Author Posts

January 1, 2012 at 12:00 am

by tommygun at 2013-04-18 21:37:35

Hi there,
I have the code below that I can point to my local Active Directory Certificate Authority and it will pull back expiring certificates, based on a set number of days.
How do i run this script? I have copied the script and created a cascript.ps1 file and changed the $CAlocation="CAServer\Some Root CA" to my CA server and name and $duedays=365 though when I run it in powershell ./cascript.ps1 it doesn't output anything.... any help will be greatly appreciated. Thanks

function get-ExpiringCerts ($duedays=60,$CAlocation="CAServer\Some Root CA") {
$certs = @()
$now = get-Date;
$expirationdate = $now.AddDays($duedays)
$CaView = New-Object -Com CertificateAuthority.View.1
[void]$CaView.OpenConnection($CAlocation)
$CaView.SetResultColumnCount(5)
$index0 = $CaView.GetColumnIndex($false, "Issued Common Name")
$index1 = $CaView.GetColumnIndex($false, "Certificate Expiration Date")
$index2 = $CaView.GetColumnIndex($false, "Issued Email Address")
$index3 = $CaView.GetColumnIndex($false, "Certificate Template")
$index4 = $CaView.GetColumnIndex($false, "Request Disposition")
$index0, $index1, $index2, $index3, $index4 | %{$CAView.SetResultColumn($_) }

# CVR_SORT_NONE 0
# CVR_SEEK_EQ 1
# CVR_SEEK_LT 2
# CVR_SEEK_GT 16

$index1 = $CaView.GetColumnIndex($false, "Certificate Expiration Date")
$CAView.SetRestriction($index1,16,0,$now)
$CAView.SetRestriction($index1,2,0,$expirationdate)

# brief disposition code explanation:
# 9 - pending for approval
# 15 - CA certificate renewal
# 16 - CA certificate chain
# 20 - issued certificates
# 21 - revoked certificates
# all other - failed requests
$CAView.SetRestriction($index4,1,0,20)

$RowObj= $CAView.OpenView()

while ($Rowobj.Next() -ne -1){
$Cert = New-Object PsObject
$ColObj = $RowObj.EnumCertViewColumn()
[void]$ColObj.Next()
do {
$current = $ColObj.GetName()
$Cert | Add-Member -MemberType NoteProperty $($ColObj.GetDisplayName()) -Value $($ColObj.GetValue(1)) -Force
} until ($ColObj.Next() -eq -1)
Clear-Variable ColObj
$datediff = New-TimeSpan -Start ($now) -End ($cert."Certificate Expiration Date")

"Certificate " + $cert."Issued Common Name" + " will expire in " + $dateDiff.Days + " days at " + $cert."Certificate Expiration Date"
#"Send email to : " + $cert."Issued Email Address"
"------------------------"
}
$RowObj.Reset()
$CaView = $null
[GC]::Collect()
}

get-ExpiringCerts -duedays 365 -CAlocation "CAServer\Some Root CA"

by DonJ at 2013-04-19 08:32:53

You'll have to add some debugging code to this, and see what's happening.

First, at the very top of the function, add:

[CmdletBinding()]
Param($duedays=60,$CAlocation="CAServer\Some Root CA")

Remove the existing

($duedays=60,$CAlocation="CAServer\Some Root CA")

that's after the function keyword and function name.

Modify the last line to add -Verbose to the function call.... put it after the -duedays and -calocation parameters.

Then, in the function, you can start adding Write-Verbose statements.

For example, I might do this:


do {
$current = $ColObj.GetName()
Write-Verbose "Current is $current"

In other words, just getting some output to tell me what the script is doing, and what's going inside the variables.

If it's not producing ANY output, then I suspect it's not executing either the while loop.

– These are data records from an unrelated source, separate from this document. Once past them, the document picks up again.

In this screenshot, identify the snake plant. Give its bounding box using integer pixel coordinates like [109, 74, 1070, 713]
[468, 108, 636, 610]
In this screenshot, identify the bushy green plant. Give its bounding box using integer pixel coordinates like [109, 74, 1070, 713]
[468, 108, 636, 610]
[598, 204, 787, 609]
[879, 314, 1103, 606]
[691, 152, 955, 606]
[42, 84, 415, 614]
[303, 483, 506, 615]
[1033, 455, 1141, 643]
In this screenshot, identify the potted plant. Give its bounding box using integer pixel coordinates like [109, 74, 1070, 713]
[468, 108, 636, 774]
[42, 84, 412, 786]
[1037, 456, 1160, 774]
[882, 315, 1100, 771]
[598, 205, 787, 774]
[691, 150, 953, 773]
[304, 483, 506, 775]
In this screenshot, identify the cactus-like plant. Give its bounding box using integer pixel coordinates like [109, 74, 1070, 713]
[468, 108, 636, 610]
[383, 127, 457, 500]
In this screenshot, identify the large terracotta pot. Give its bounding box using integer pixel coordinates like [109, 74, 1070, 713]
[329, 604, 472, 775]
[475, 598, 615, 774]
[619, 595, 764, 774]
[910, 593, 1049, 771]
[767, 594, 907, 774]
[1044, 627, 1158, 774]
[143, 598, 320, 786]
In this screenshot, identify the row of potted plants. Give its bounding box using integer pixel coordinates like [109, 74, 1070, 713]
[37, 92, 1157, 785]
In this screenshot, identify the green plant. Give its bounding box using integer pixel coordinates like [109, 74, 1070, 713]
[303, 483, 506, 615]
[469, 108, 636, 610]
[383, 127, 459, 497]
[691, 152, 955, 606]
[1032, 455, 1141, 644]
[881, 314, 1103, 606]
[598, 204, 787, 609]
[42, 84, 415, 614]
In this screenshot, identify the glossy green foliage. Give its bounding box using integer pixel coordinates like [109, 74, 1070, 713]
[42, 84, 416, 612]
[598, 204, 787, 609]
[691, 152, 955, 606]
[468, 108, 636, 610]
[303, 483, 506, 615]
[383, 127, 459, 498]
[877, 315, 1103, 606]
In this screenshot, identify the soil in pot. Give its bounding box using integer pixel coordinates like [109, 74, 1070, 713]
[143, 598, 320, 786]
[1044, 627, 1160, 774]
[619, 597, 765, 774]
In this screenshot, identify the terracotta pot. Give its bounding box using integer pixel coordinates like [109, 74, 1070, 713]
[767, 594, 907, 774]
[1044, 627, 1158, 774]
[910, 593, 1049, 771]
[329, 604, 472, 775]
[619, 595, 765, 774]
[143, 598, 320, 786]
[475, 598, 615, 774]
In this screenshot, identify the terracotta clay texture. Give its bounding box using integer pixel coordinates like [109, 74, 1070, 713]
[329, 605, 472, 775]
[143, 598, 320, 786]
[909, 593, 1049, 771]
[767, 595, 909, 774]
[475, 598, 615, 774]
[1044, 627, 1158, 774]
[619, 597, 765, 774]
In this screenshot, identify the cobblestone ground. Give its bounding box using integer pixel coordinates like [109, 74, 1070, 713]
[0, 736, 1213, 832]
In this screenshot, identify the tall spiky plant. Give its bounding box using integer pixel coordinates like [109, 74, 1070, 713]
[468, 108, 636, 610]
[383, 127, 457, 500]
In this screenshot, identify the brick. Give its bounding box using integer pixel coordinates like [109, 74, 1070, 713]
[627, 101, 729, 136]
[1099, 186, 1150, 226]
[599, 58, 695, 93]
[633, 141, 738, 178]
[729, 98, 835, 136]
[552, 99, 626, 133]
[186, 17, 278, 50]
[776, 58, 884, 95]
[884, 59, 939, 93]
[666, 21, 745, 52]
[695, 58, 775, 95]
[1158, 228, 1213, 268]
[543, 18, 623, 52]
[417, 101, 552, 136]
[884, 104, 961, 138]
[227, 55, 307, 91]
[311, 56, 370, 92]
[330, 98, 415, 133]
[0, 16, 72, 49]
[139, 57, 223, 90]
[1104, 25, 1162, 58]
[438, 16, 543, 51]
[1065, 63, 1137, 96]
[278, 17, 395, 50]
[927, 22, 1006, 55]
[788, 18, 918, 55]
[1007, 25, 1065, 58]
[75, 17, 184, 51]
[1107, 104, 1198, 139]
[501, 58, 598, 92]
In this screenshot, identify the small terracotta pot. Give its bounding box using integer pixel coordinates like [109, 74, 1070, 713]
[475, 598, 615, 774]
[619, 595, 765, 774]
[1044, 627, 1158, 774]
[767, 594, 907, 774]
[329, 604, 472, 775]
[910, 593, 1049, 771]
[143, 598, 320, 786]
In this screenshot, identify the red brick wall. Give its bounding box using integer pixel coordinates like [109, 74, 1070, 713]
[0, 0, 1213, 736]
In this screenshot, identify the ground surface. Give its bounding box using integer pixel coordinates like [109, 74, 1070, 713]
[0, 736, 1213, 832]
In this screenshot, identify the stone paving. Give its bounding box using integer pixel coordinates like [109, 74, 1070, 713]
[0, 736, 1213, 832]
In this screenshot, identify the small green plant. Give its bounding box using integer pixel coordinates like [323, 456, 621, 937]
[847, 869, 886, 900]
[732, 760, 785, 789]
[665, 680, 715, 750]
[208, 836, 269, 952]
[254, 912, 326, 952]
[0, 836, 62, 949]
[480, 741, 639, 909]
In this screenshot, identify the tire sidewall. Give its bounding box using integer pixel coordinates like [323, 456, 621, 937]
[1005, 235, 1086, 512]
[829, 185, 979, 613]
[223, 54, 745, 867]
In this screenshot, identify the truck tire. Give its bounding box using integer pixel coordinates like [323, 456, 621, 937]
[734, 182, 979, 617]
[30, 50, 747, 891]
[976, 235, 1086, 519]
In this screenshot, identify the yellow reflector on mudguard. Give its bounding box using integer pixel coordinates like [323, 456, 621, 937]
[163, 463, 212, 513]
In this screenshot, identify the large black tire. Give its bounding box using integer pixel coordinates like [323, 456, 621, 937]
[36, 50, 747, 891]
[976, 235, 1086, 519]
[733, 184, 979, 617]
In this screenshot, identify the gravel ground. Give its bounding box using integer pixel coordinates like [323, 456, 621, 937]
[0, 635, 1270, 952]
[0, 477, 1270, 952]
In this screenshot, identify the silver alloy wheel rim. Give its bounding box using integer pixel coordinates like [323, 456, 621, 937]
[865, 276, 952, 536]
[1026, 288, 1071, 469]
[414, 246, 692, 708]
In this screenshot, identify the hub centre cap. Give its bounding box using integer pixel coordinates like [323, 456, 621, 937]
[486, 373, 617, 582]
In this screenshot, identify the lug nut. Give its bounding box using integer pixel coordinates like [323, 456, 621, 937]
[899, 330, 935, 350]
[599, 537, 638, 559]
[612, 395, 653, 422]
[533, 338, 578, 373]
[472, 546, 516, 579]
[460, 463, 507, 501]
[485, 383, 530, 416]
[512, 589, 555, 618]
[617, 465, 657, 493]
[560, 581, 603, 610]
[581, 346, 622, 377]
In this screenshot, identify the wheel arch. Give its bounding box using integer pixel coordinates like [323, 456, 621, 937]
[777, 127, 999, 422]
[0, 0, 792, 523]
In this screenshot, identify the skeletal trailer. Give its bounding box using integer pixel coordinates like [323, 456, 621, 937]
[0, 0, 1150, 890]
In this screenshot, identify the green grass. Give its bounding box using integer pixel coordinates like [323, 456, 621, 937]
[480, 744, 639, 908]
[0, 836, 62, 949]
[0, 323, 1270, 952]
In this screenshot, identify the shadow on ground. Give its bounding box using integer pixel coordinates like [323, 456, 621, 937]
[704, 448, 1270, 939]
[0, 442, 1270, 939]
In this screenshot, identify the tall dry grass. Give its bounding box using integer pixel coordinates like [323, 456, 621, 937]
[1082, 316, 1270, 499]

Which means $RowObj never has anything in it. So, I might just run some of those lines manually, from the console – everything up to the while loop, for example, to see what happened.

Sorry, it's tough for me to debug a script I can't run, but that's the approach I'd take if I were sitting down with you. Run each command one at a time, just like the script is doing, and see what you get after each line.